Con’s Score: 4.5 Dog Whistles
This Lebanese film (which has a lot of French investment) was nominated for an Academy award and won the audience vote at the Sydney Film Festival. It’s no surprise. This is one powerful film.
Tony Hannah (Axel Karam) is expecting a girl with his wife (Rita Hayek). He accidentally wets some builders, who offer to fix his illegal pipe. He refuses, they fix it anyway and he demolishes their repairs. The foreman, Yasser, (Kamel El Basha) swears at him. An attempt at apology ends in insults and fisticuffs, and soon they’re in court. The real issue here is that Tony is a nationalist and Yassr is a Palestinian, so their court case takes on deeper levels.
Enter the lawyers Wadji Wehbe (Camille Daley) and Nadine (Diamand Bou Abboud) who start to dismantle the protagonist’s worlds and reveal the deeper human issues revealed. Yet there is just as much happening outside the courtroom. The baby is born prematurely, there are attacks on Tony and soon the President intervenes. The whole country becomes involved.
This is carried by an excellent script and spot on acting. It’s hard to write a script where the antagonist and protagonist are interchangeable and play with your empathy. There’s lots of drama which avoids melodrama.
Tony is the casual racist who we like, despise and then forgive. El Basha plays a reserved man with a temper. And the lawyers shine without gong into histrionics – and even they have an interesting subplot.

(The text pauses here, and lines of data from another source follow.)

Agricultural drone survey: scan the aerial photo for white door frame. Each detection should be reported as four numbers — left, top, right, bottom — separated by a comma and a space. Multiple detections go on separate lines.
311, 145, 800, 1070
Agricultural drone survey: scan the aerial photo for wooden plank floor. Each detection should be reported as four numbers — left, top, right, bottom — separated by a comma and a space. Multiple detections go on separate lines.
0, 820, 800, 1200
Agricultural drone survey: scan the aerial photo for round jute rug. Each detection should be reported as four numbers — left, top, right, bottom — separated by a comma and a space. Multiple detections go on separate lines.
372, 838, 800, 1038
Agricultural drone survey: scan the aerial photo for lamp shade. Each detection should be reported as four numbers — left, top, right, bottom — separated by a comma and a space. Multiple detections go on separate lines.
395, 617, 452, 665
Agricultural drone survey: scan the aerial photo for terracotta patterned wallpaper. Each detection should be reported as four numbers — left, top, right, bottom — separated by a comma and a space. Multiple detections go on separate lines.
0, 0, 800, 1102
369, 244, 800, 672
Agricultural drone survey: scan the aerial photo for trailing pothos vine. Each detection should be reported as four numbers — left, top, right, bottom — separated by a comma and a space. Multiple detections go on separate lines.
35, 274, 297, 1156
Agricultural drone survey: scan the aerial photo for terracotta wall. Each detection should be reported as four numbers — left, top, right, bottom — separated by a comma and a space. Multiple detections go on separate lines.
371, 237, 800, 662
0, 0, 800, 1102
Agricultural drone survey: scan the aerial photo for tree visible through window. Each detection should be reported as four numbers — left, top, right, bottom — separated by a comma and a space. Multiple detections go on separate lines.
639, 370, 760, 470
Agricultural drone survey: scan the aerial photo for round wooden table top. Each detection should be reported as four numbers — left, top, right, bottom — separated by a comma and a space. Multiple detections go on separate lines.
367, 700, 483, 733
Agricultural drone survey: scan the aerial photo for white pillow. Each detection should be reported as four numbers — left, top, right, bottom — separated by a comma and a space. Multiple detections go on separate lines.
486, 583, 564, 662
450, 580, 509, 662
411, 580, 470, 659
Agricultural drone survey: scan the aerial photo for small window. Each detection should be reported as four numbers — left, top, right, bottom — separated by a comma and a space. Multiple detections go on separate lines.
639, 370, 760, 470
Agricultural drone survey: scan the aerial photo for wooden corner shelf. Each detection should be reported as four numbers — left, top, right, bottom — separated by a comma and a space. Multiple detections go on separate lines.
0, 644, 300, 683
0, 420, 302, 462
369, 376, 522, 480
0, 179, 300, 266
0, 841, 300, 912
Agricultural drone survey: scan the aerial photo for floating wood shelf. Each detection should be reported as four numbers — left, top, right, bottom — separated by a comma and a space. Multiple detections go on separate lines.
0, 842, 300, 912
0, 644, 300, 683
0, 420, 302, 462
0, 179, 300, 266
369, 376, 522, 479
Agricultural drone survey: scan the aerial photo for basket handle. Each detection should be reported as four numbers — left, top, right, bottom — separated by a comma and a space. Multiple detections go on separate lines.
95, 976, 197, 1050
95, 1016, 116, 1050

The themes here are about immigration, pride and prejudice and how deep the scars of war run. It’s excellent in looking at how the conflict between two men can resonate so widely, more than they realise, but learn. It’s excellent script writing. And the plight of Palestinians is an international embarrassment.
Many countries’ worst wars were their civil wars. The fight of right v left. Historically they ended in bloodshed and scars that take generations to forget. This film explores these issues without a fairytale ending but with a deeper understanding.
This is the best film released so far this year. Be moved.